In a nutshell, remove allen key cover (5mm alllen key) and psuh on the little black bit (this is a lever from governor section) and the pin should emerge in the bottom of the hole.
I cannot remember what provides the pressure on the pin, spring or fuel pressure?
 
Thought right, I am going to open my spare pump to show him with pics, sadly I cannot get the diagphragm out as it was partially seized! some lube got it moving, but stilll not releasing, so gained access to the back of the pin via the allen key blank cover, the pin was seized as well! so more spray lube, kept rotating the rubber and pushing on the other end of the pin got it moving again, not enogh to remove the rubber!

In a nutshell, remove allen key cover (5mm alllen key) and psuh on the little black bit (this is a lever from governor section) and the pin should emerge in the bottom of the hole.
I cannot remember what provides the pressure on the pin, spring or fuel pressure?
 
Hi Guys.. I really appreciate all the input.. i am making progress.
yesterday I did as Lynall instructed.. (only saw his post after unfortunately)
I remover the throttle linkage and got access to the blank cover and removed with an alan key.
When I got the the blank cover out I fond it had a thick layer of rust on the back of it. Using the Allan key I pushed through the hole. I was being very ginger as I was not sure what I was doing but after a bit and what I feel was a firm push the pin popped out . :)
I worked the pin and use WD and I feel it is pretty free. and using a screwdriver in the Throttle linkage pivot, the pin pops out when you rotate the throttle by hand. The pin only pops out at the last bit of the stroke... nearly at full throttle.
However, I found that when the throttle linkage was reassembled the pin did not pop out even when at full throttle? I tested this a couple of times.

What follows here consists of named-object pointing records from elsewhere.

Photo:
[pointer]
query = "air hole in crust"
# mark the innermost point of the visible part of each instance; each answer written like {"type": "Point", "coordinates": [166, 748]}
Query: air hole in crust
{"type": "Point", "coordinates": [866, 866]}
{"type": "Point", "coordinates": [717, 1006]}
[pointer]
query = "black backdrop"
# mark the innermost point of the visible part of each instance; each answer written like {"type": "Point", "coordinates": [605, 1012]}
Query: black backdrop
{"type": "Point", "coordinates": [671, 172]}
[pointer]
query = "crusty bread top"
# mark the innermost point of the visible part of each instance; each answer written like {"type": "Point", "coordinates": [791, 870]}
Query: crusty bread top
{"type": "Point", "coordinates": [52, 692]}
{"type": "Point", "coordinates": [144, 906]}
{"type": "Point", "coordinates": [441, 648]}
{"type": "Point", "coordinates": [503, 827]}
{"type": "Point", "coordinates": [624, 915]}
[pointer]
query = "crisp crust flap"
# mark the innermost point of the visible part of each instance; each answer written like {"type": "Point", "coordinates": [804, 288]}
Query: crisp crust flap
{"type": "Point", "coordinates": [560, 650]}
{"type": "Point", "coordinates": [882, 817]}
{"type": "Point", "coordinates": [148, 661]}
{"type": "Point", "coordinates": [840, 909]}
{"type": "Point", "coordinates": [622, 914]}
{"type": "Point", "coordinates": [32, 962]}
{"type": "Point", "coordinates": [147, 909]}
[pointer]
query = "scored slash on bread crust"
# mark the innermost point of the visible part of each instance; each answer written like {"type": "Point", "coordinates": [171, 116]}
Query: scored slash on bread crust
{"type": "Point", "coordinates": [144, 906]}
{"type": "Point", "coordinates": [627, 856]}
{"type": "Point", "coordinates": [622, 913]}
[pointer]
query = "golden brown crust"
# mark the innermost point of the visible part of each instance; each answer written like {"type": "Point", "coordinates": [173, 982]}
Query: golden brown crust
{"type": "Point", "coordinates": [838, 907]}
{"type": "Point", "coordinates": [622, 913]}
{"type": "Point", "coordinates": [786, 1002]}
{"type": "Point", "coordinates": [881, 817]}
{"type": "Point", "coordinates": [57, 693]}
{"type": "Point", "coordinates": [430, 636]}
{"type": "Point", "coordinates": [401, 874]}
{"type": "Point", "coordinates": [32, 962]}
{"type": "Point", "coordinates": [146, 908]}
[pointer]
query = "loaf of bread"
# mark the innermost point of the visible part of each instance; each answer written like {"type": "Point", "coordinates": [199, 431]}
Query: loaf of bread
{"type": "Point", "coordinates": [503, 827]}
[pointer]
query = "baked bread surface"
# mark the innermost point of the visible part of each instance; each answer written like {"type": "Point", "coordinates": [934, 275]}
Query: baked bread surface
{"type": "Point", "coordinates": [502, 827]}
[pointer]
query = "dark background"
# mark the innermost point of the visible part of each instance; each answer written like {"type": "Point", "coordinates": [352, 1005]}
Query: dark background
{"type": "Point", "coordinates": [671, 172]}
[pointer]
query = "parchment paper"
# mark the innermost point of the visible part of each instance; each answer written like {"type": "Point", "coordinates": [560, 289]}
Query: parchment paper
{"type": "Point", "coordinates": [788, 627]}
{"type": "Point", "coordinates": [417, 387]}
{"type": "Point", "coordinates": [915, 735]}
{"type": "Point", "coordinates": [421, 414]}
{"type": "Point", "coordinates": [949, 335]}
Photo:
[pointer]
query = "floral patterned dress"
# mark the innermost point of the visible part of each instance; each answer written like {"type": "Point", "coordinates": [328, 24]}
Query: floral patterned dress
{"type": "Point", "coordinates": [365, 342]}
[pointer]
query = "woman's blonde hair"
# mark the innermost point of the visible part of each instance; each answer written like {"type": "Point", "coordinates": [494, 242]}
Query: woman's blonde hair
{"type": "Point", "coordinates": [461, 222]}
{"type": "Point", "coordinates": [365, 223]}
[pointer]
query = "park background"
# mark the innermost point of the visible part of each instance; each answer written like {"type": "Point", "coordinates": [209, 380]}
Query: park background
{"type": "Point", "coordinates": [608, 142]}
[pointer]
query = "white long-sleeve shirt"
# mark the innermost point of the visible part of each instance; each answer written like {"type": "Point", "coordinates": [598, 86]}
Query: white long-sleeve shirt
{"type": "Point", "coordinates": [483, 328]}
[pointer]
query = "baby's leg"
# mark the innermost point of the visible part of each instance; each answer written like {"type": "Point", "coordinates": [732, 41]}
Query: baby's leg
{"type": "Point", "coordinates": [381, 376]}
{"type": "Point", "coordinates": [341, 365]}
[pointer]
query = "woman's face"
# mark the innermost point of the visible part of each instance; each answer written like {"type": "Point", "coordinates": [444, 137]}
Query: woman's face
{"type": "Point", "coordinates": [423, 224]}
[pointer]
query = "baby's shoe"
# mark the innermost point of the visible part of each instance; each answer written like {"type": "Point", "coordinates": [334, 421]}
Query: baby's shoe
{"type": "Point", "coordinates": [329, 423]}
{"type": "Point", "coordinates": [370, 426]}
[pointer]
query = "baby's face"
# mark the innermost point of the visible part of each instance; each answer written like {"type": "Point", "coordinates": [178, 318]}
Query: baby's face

Looks to me that the throttle is not opening to the Max ? and so no pin pops out.
Never the less I reassembled it all and took it for a spin. Nothing has changed :-( still this huge flat spot where the engine won't pick up until the foot is to the floor and then max 50/ 55mph. The only thing now is that while the tick over is fine, when I rev the engine it will die unless I press the accelerator as the reves drop. ( could be I put the throttle linkage back one notch off? ) but tick over is ok so I am not sure if I disturbed anything.
A few questions.
1. how and why would you adjust the stops for the throttle linkage? (my adjustment screw is rusted in place.
2. How much should the throttle rotate... mine is about 30 degrees from idle to full throttle (linkage in place) but it will rotate 45 without the linkage in the way. ?
3. Would you have expected an injection pump rebuild to include the refurbishment of this "compensator " and throttle part ?

Where to next ?

Heres what I found.



After working the pin and lots of wd


but with the throttle assembly... no pin?
 
I would expect a purmp refurb to include a run on a test rig.

If the max power screw is wound out to far the engine will try and stall, and it will be flat on power.